A porta de entrada pode ser tanto por meio dos programas de estágio da SAP como por contratações visando profissionais experientes. A parceria da empresa com uma consultoria especializada em processo de seleção de pessoas com TEA ajuda na triagem para apresentar o candidato certo para a vaga ideal – um ponto-chave para o sucesso do programa, como observa a gerente de RH da SAP Brasil, Eliane De Mitry.

“Temos funcionários [com TEA] de 2015 que ainda estão na empresa. O nível de retenção é bem grande. Agora em junho entrou uma pessoa com experiência no Labs [unidade da SAP em São Leopoldo (RS), focada em pesquisa, inovação e desenvolvimento]”, conta a executiva.

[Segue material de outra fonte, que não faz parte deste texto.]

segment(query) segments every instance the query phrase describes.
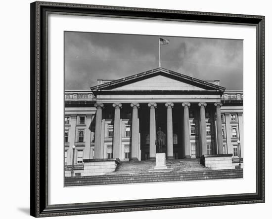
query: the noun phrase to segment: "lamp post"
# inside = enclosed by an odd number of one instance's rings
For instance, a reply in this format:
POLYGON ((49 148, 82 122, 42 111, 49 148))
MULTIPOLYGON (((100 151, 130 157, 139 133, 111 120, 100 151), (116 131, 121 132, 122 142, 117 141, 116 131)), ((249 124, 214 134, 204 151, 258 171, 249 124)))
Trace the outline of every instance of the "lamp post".
POLYGON ((74 165, 75 163, 75 148, 76 146, 73 145, 72 147, 73 148, 73 160, 72 161, 72 170, 71 171, 71 176, 74 176, 74 165))
POLYGON ((240 142, 240 140, 238 140, 237 143, 239 146, 239 168, 241 169, 241 142, 240 142))

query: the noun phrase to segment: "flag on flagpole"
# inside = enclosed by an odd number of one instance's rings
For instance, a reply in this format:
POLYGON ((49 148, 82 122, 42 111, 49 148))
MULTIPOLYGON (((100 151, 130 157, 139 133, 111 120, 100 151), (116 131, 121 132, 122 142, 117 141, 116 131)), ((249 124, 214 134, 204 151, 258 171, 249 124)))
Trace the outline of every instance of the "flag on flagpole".
POLYGON ((164 39, 163 38, 160 38, 160 43, 163 45, 170 43, 170 40, 169 39, 164 39))

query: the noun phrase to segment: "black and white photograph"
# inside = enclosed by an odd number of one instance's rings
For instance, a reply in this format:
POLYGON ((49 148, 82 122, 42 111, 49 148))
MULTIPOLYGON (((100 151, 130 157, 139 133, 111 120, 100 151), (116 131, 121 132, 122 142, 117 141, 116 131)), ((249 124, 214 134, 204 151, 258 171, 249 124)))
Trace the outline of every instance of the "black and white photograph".
POLYGON ((242 39, 64 37, 64 186, 243 178, 242 39))

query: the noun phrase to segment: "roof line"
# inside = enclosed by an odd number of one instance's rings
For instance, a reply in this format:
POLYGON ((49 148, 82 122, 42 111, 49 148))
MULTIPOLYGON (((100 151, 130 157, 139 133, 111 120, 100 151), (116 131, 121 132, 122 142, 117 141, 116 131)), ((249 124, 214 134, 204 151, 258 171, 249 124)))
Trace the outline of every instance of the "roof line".
POLYGON ((120 79, 114 80, 112 80, 111 81, 108 82, 107 83, 105 83, 102 84, 100 84, 100 85, 95 85, 95 86, 91 87, 90 88, 91 88, 91 90, 92 89, 95 89, 95 88, 96 89, 99 89, 99 88, 101 89, 101 88, 104 88, 104 87, 106 87, 108 86, 114 85, 115 85, 116 84, 118 84, 118 83, 119 83, 120 82, 122 82, 123 81, 129 81, 129 80, 131 80, 133 79, 138 78, 139 77, 142 77, 142 76, 145 76, 146 75, 150 74, 151 74, 151 73, 152 73, 154 72, 157 72, 158 70, 161 70, 161 71, 164 71, 165 73, 168 73, 170 74, 172 74, 173 75, 177 76, 178 77, 184 78, 185 79, 187 79, 188 80, 189 80, 191 81, 192 82, 196 82, 197 83, 198 83, 198 84, 204 84, 205 85, 206 85, 207 86, 213 87, 213 88, 215 88, 215 89, 220 89, 220 90, 225 90, 225 89, 226 89, 226 88, 225 88, 224 87, 219 86, 219 85, 216 85, 212 84, 211 83, 209 83, 209 82, 208 82, 207 81, 205 81, 205 80, 200 80, 199 79, 196 78, 195 77, 191 77, 190 76, 188 76, 186 74, 182 74, 181 73, 174 72, 174 71, 172 71, 172 70, 168 70, 168 69, 164 69, 164 68, 162 68, 162 67, 157 68, 156 69, 152 69, 152 70, 149 70, 149 71, 146 71, 146 72, 142 72, 141 73, 134 74, 133 75, 130 75, 130 76, 128 76, 127 77, 125 77, 120 78, 120 79))

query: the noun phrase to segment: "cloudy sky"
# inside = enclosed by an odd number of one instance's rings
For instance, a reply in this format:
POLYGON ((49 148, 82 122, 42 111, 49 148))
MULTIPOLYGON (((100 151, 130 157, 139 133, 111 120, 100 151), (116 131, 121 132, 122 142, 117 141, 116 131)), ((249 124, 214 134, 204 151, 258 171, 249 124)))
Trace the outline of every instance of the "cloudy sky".
POLYGON ((90 90, 98 79, 116 79, 162 67, 242 90, 241 40, 82 32, 64 34, 65 90, 90 90))

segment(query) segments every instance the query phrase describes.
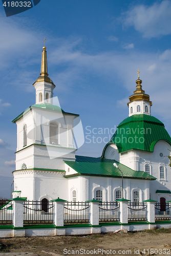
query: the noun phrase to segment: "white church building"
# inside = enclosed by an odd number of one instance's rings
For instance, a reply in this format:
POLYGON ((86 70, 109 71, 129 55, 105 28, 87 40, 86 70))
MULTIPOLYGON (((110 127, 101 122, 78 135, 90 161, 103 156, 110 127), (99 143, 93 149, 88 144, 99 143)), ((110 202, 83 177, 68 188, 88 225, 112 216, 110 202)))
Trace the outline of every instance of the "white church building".
POLYGON ((129 117, 101 157, 77 156, 73 131, 79 115, 53 102, 55 86, 49 77, 44 47, 40 74, 33 83, 36 103, 13 120, 17 126, 13 197, 44 201, 58 197, 70 201, 171 200, 171 138, 163 123, 151 116, 152 102, 139 75, 136 82, 129 117))

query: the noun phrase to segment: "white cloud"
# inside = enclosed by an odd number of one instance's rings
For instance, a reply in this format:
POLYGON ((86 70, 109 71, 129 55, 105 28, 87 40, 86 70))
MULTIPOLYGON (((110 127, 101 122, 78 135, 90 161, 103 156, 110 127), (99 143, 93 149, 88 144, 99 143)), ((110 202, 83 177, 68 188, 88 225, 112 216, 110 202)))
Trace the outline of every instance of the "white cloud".
POLYGON ((8 165, 9 166, 15 166, 15 161, 14 160, 11 160, 11 161, 6 161, 4 162, 4 164, 6 165, 8 165))
POLYGON ((133 26, 144 37, 171 33, 171 2, 156 2, 151 6, 137 5, 123 15, 123 25, 133 26))
POLYGON ((149 72, 153 72, 155 70, 155 69, 157 68, 156 64, 154 63, 154 64, 152 64, 151 65, 149 65, 148 68, 147 68, 147 70, 149 72))
MULTIPOLYGON (((77 44, 79 46, 80 42, 78 41, 77 44)), ((117 98, 119 99, 119 90, 117 89, 119 85, 116 84, 117 78, 119 83, 123 85, 121 88, 124 87, 127 92, 128 100, 129 96, 135 90, 136 71, 139 68, 143 88, 150 95, 153 101, 152 114, 159 118, 161 117, 163 121, 170 123, 171 117, 166 110, 171 109, 169 99, 171 87, 168 83, 170 80, 171 58, 162 57, 166 54, 164 51, 157 53, 142 51, 137 53, 133 49, 127 54, 124 52, 114 51, 91 54, 78 49, 76 44, 72 46, 72 42, 68 41, 65 47, 63 45, 59 46, 50 54, 49 61, 51 64, 56 65, 56 77, 60 86, 62 84, 61 87, 66 90, 78 83, 81 86, 84 76, 93 74, 102 77, 106 84, 108 81, 113 81, 114 93, 116 89, 118 93, 117 98), (67 69, 57 73, 56 64, 62 64, 67 69), (164 99, 162 104, 161 95, 162 100, 164 99)), ((167 52, 170 51, 171 49, 168 49, 167 52)), ((126 110, 127 100, 126 99, 118 100, 117 104, 123 106, 125 104, 126 110)))
POLYGON ((110 36, 109 36, 108 39, 109 41, 111 41, 112 42, 118 42, 119 40, 118 38, 116 36, 114 36, 114 35, 111 35, 110 36))
POLYGON ((127 102, 129 102, 129 99, 127 98, 124 98, 123 99, 119 99, 117 100, 117 103, 118 106, 121 108, 125 108, 125 106, 127 105, 127 102))
POLYGON ((123 48, 125 49, 126 50, 130 49, 134 49, 134 45, 133 43, 131 44, 128 44, 127 45, 125 45, 123 46, 123 48))

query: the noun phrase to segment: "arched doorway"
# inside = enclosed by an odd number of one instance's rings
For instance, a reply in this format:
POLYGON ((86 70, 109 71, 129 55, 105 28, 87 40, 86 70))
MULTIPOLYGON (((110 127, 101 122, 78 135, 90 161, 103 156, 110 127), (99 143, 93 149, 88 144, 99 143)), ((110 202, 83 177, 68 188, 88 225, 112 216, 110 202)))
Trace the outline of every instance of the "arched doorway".
POLYGON ((48 200, 46 198, 43 198, 41 200, 41 210, 45 212, 48 212, 48 200))
POLYGON ((166 210, 166 199, 164 197, 161 197, 160 199, 160 210, 165 211, 166 210))

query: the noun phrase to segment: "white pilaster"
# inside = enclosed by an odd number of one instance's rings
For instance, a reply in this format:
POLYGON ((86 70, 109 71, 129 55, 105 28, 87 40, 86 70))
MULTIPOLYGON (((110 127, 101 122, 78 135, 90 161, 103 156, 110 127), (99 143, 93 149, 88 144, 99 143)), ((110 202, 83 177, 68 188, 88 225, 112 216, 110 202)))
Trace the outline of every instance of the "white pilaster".
POLYGON ((128 223, 127 204, 130 201, 123 198, 117 200, 120 203, 120 222, 122 224, 128 223))
POLYGON ((66 200, 58 198, 52 201, 54 204, 54 224, 56 227, 56 234, 57 236, 65 235, 66 234, 66 229, 63 227, 63 204, 66 200))
POLYGON ((96 200, 93 198, 92 200, 89 200, 90 202, 90 222, 92 225, 92 233, 100 233, 101 228, 98 227, 99 216, 99 200, 96 200))

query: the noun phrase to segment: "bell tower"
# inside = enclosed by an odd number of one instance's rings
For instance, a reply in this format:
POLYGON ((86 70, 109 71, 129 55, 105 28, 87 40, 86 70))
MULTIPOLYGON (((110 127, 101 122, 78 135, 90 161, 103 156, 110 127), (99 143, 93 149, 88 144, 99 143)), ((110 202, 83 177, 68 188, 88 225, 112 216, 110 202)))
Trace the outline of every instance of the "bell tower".
POLYGON ((36 90, 36 103, 53 103, 53 91, 55 88, 48 73, 46 47, 42 48, 40 76, 33 83, 36 90))

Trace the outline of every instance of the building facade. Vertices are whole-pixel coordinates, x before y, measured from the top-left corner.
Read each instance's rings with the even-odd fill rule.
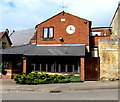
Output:
[[[36,25],[30,44],[3,50],[3,78],[38,71],[100,80],[98,39],[109,38],[110,30],[91,29],[91,21],[63,11]]]

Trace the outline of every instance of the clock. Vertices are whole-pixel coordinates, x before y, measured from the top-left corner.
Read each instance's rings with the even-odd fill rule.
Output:
[[[68,34],[73,34],[73,33],[75,32],[75,27],[74,27],[73,25],[67,26],[66,32],[67,32]]]

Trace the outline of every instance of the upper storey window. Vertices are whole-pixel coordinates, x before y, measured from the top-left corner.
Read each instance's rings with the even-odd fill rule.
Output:
[[[43,28],[43,38],[49,39],[54,37],[54,28],[53,27],[44,27]]]

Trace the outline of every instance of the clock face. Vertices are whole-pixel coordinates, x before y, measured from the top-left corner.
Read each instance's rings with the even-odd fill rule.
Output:
[[[73,33],[75,32],[75,27],[74,27],[73,25],[67,26],[66,32],[67,32],[68,34],[73,34]]]

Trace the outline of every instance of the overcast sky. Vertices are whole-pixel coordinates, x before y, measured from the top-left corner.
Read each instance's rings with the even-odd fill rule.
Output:
[[[28,2],[29,1],[29,2]],[[92,27],[109,26],[120,0],[1,0],[0,31],[22,30],[60,13],[92,21]],[[65,6],[66,8],[62,8]]]

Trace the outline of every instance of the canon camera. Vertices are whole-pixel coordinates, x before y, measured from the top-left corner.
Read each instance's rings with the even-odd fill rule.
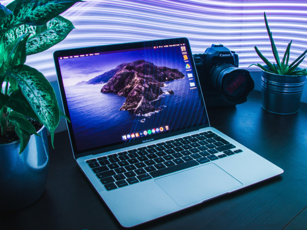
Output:
[[[206,107],[233,106],[247,100],[255,84],[249,72],[238,68],[235,52],[212,44],[193,57]]]

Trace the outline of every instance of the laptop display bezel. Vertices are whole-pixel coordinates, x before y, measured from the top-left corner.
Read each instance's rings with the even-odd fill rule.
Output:
[[[196,84],[198,93],[200,96],[201,105],[203,107],[204,115],[205,118],[203,123],[201,125],[195,125],[192,127],[186,127],[184,129],[180,129],[179,130],[170,130],[168,131],[166,131],[162,134],[155,135],[154,139],[152,136],[148,137],[147,139],[144,139],[144,137],[142,137],[139,139],[139,140],[134,140],[134,141],[131,142],[115,143],[113,145],[106,147],[104,147],[103,146],[100,146],[95,148],[94,149],[92,149],[90,150],[78,151],[77,145],[76,144],[75,136],[73,133],[72,125],[69,122],[67,122],[70,138],[71,140],[71,143],[72,144],[73,152],[76,159],[79,157],[83,156],[89,154],[94,155],[96,154],[108,152],[110,151],[114,150],[115,149],[119,149],[123,148],[128,147],[129,146],[137,145],[142,144],[144,142],[144,141],[146,140],[149,140],[153,139],[152,140],[154,140],[155,141],[156,141],[160,139],[162,139],[165,137],[168,137],[169,136],[174,136],[176,135],[181,134],[186,132],[195,131],[201,128],[209,127],[210,124],[208,120],[207,110],[206,109],[206,106],[204,101],[204,99],[203,98],[203,94],[202,93],[201,89],[200,86],[199,78],[197,75],[197,72],[196,71],[196,68],[193,60],[190,44],[188,40],[186,38],[171,38],[168,39],[156,40],[152,41],[129,42],[121,44],[115,44],[111,45],[76,48],[69,50],[57,51],[54,53],[54,59],[55,62],[59,87],[60,94],[61,95],[61,99],[63,104],[63,107],[65,115],[68,117],[69,119],[70,119],[70,116],[68,106],[67,99],[65,94],[65,89],[63,86],[63,82],[60,70],[60,65],[58,60],[59,57],[64,56],[73,56],[74,55],[78,55],[82,54],[108,52],[111,51],[121,50],[135,50],[136,49],[138,48],[154,47],[155,46],[159,45],[168,45],[170,44],[180,43],[185,43],[186,44],[188,55],[190,58],[190,61],[191,64],[191,65],[195,78],[195,82]],[[148,142],[148,143],[150,143],[150,142]]]

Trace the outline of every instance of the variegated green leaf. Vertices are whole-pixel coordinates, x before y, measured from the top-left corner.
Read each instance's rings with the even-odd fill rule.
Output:
[[[20,128],[17,124],[13,124],[15,126],[15,132],[16,132],[16,134],[20,140],[20,148],[19,151],[20,154],[27,147],[31,137],[31,133]]]
[[[27,55],[44,51],[63,40],[75,27],[69,20],[61,16],[47,22],[47,29],[31,37],[27,42]]]
[[[0,110],[7,105],[9,99],[8,95],[0,93]]]
[[[35,128],[26,117],[21,113],[15,111],[11,111],[8,116],[8,119],[12,123],[17,125],[19,128],[34,134],[38,136],[41,136],[35,130]]]
[[[82,0],[15,0],[7,6],[13,14],[3,18],[0,33],[23,24],[42,26]]]
[[[26,43],[29,36],[30,34],[24,34],[6,47],[4,56],[6,68],[10,68],[26,62]]]
[[[10,78],[12,79],[11,78]],[[10,95],[10,100],[8,102],[6,106],[11,108],[14,111],[23,114],[27,117],[33,118],[36,121],[40,122],[39,119],[34,112],[31,107],[31,105],[21,93],[21,90],[20,89],[14,91]]]
[[[11,14],[12,11],[7,9],[6,7],[0,4],[0,18],[6,17],[9,14]]]
[[[41,31],[45,31],[47,29],[47,25],[45,24],[41,26],[22,25],[14,27],[8,30],[4,34],[3,42],[4,47],[6,47],[13,41],[24,34],[30,34],[30,38],[35,36],[35,34],[39,34],[41,33]]]
[[[52,135],[59,123],[60,111],[51,84],[42,74],[26,65],[15,66],[7,73],[17,80],[23,94]]]

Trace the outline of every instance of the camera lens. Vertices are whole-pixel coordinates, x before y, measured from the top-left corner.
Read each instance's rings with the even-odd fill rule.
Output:
[[[255,85],[248,71],[229,63],[215,65],[210,76],[213,86],[232,104],[242,104],[247,101],[247,96]]]

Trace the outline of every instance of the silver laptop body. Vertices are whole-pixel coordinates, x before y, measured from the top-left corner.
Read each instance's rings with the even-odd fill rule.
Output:
[[[54,57],[74,157],[123,226],[283,173],[210,127],[187,39]]]

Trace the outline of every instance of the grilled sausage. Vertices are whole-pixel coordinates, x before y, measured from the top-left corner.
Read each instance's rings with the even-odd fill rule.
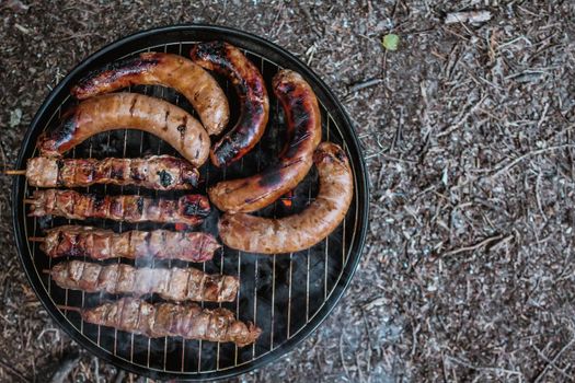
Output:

ATENÇÃO NA ADAPTAÇÃO DEFINE SUCESSO DO PROGRAMA

No programa Autism for Work, a preocupação em manter o funcionário é tão grande ou mesmo maior do que na hora da contratação. Na prática, mesmo que um colega que tenha TEA de forma branda não tenha sua condição identificada por companheiros de equipe, a atenção para a adaptação, e principalmente para a comunicação com esse colaborador, é central para o êxito da parceria.

A definição de tarefas bem delineadas, metas claras e feedbacks objetivos são algumas das diretrizes do programa, que prepara o gestor da área e também os colegas de equipe para receberem o novo colaborador. O funcionário com TEA que chega na empresa tem um “buddy”, especialmente preparado pelo RH, que é um colega que servirá como ponto de referência para tirar dúvidas do dia a dia, aprender como funciona a empresa e conhecer os colegas.

“Isso acontece com todos os novos funcionários e também com os colaboradores neurodiversos. Há essa preparação do buddy, do gestor também. Um tutor da consultoria especializada acompanha o profissional por seis meses. Na primeira semana, vai junto ao trabalho todos os dias para sanar dúvidas do processo. Depois, isso se torna quinzenal, mensal.”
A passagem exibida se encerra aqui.